I felt God tell me – when he revealed this plan of restoration – that there was a part I needed to play too. He began to bring to mind things I had said (mostly to my husband) that I needed to apologize for. They were things I had completely forgotten about but I remembered saying or feeling or thinking them and understood that while it seemed like a small thing, God’s total work was going to be in lots of small things that then fixed the big things.

Look, I won’t lie, I won’t say this has been a breeze, and that I’ve always been absolutely composed and perfect, and waltzed through this hardship in the way that I would only ever be proud of.

I’ve felt angry, alone, I’ve said things that I should never have said. I have felt like a burden on those I love, I’ve felt like a total drain on everyone’s emotions and like a total hassle. But God doesn’t expect us to walk through things perfectly. It says that his strength is perfected in weakness.

Whatever your situation, whatever your battle, please take a deep breath, and give yourself some grace. I hope what God has been teaching me is helpful to you, and that you can find a little comfort for what I expect would be a very wounded heart.

I wrote this song in the middle of all of this, mostly because that’s how I work, I write songs that I need to sing, then I sing them until I actually mean it.

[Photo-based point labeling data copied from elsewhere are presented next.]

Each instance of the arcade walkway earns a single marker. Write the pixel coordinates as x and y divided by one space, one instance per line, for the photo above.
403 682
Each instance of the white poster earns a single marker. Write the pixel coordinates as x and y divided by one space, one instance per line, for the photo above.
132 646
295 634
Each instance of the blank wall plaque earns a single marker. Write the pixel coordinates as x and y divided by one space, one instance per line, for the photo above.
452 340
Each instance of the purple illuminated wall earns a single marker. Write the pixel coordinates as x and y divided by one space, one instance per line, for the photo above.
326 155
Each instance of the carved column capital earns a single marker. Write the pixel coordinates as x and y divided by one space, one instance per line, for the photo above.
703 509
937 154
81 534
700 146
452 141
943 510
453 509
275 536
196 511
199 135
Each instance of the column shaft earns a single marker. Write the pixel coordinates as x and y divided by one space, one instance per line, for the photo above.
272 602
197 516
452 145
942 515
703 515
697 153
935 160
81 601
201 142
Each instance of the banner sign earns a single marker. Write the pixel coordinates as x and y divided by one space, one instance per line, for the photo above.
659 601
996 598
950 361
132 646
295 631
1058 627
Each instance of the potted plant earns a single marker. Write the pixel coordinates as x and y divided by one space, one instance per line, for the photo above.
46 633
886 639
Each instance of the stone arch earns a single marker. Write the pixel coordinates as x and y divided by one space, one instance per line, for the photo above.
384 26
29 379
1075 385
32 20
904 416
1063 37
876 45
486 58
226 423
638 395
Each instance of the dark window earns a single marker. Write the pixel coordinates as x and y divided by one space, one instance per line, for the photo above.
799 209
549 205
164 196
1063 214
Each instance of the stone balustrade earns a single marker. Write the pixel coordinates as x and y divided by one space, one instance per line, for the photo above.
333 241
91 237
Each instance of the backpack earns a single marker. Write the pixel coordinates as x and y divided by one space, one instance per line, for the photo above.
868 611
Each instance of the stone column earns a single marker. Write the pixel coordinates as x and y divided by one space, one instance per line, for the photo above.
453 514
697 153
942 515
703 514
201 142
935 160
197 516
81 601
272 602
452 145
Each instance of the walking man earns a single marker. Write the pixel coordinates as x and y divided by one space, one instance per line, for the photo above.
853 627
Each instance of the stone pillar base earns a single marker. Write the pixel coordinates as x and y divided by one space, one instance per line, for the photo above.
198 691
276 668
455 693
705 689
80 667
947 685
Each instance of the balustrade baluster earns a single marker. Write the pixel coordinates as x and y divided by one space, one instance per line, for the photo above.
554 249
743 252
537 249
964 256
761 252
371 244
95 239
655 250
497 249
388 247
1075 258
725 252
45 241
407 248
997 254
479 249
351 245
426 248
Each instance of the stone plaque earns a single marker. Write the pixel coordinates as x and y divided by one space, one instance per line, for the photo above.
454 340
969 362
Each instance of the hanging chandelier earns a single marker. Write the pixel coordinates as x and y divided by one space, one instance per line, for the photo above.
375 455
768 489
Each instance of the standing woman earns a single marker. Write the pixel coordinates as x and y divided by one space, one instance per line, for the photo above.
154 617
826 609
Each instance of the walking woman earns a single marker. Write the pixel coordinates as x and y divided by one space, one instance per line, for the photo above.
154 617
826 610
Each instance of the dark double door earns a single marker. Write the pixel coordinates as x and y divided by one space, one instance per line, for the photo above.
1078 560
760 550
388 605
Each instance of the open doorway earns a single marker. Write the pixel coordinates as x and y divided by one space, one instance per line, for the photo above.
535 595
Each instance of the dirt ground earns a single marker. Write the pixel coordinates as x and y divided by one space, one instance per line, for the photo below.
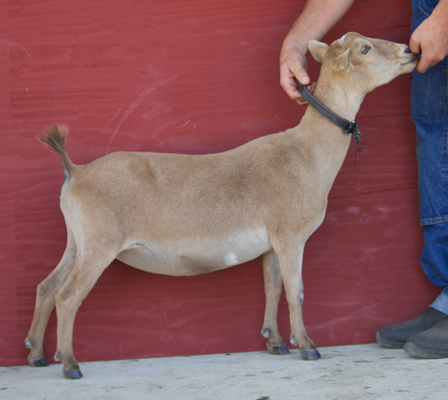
344 373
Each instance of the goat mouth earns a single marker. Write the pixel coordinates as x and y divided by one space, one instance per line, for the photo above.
414 59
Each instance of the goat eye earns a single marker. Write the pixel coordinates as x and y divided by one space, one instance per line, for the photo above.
365 49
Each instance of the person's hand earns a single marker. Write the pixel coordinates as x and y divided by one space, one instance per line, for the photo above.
430 40
293 68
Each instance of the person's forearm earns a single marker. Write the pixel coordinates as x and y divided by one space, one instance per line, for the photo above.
430 39
316 19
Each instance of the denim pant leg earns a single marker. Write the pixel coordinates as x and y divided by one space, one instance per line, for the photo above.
430 115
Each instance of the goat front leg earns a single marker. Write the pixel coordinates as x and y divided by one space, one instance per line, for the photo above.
88 268
273 290
290 261
45 304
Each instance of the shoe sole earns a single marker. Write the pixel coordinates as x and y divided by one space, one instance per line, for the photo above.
419 352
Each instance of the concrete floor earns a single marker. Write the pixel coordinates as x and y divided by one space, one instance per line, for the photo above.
345 373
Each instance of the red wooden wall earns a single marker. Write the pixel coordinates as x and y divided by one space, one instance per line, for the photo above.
195 76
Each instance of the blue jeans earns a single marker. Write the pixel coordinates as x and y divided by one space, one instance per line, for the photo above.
430 115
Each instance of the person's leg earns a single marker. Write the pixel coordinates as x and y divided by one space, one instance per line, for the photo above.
430 115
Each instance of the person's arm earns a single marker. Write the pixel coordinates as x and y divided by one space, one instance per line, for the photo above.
316 19
430 39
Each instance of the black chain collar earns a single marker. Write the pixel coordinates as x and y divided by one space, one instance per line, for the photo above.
344 124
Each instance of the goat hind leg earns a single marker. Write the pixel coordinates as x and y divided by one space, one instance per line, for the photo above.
45 304
88 268
273 291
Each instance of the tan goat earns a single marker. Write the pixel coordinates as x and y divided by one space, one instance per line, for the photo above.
184 215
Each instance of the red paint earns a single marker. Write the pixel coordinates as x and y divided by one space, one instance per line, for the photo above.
195 77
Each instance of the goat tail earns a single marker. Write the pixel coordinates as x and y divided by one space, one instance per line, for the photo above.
55 138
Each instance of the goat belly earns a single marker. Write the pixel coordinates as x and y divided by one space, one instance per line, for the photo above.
193 257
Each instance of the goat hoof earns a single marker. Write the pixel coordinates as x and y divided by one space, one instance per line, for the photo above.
309 354
280 350
73 374
41 362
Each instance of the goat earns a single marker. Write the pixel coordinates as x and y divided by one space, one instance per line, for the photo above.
184 215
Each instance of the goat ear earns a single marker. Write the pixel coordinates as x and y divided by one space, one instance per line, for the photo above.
317 49
343 61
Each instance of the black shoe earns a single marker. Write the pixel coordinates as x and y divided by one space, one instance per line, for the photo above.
432 343
394 336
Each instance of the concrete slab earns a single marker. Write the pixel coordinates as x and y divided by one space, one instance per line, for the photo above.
344 373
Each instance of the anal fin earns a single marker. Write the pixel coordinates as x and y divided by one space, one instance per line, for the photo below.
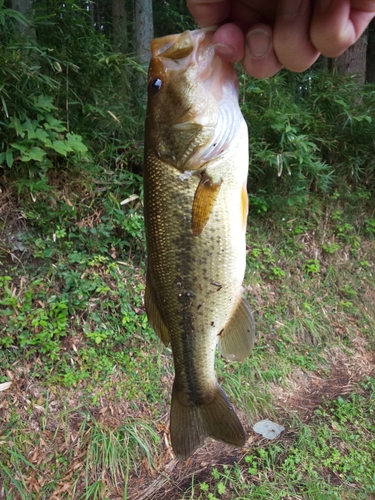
237 340
153 314
204 201
191 424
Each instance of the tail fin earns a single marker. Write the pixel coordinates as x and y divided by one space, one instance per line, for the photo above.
191 424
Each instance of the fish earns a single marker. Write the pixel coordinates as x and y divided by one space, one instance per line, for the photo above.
195 209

That little plate in the picture is hugely significant for my husband and I. It sits on the shelves in our bedroom. We have two bunnies (Rupert and Jemima) we always joked that they are our ‘practice’ children, and when I found out I was pregnant we used to call the little baby ‘Big Lunch’ as that’s what it looked like I had or our third bunny.

To mark our first little one’s life we brought this plate, our sleeping third bunny, that one day we’ll meet them. Behind this plate is the only picture we got of them, 5mm long, with their little flashing heartbeat, before that final scan.

I had wanted to only share this journey when I was pregnant again, you know? As a ‘I made it! I survived!’ because admittedly, I still get really sad, and it is still really hard watching everyone I know get pregnant and have totally normal pregnancies and then meet their little babies when I didn’t get that.

It is still a struggle and we are still working through it. I guess also miscarriage is this thing we feel like we shouldn’t talk about. I am pretty quiet about it, but I felt that God wanted me to share my story.

Maybe practically you find it helpful, if you opt to take the pills and they didn’t work the first time and you’re scared.

Or you don’t think your body will go back to normal, or you’re emotionally battered.

Or maybe emotionally you will find my story helpful, the revelations God has shown me.

Whatever it is, I hope this has helped.

I’m not going to share this post on Facebook – at least not yet – because I am still taking my steps through this, rather helpfully barely any of my friends don’t actually read my blog anyway… but I hope that in sharing my story, in this little secret corner of the internet, someone out there finds a little glimmer of the hope they need.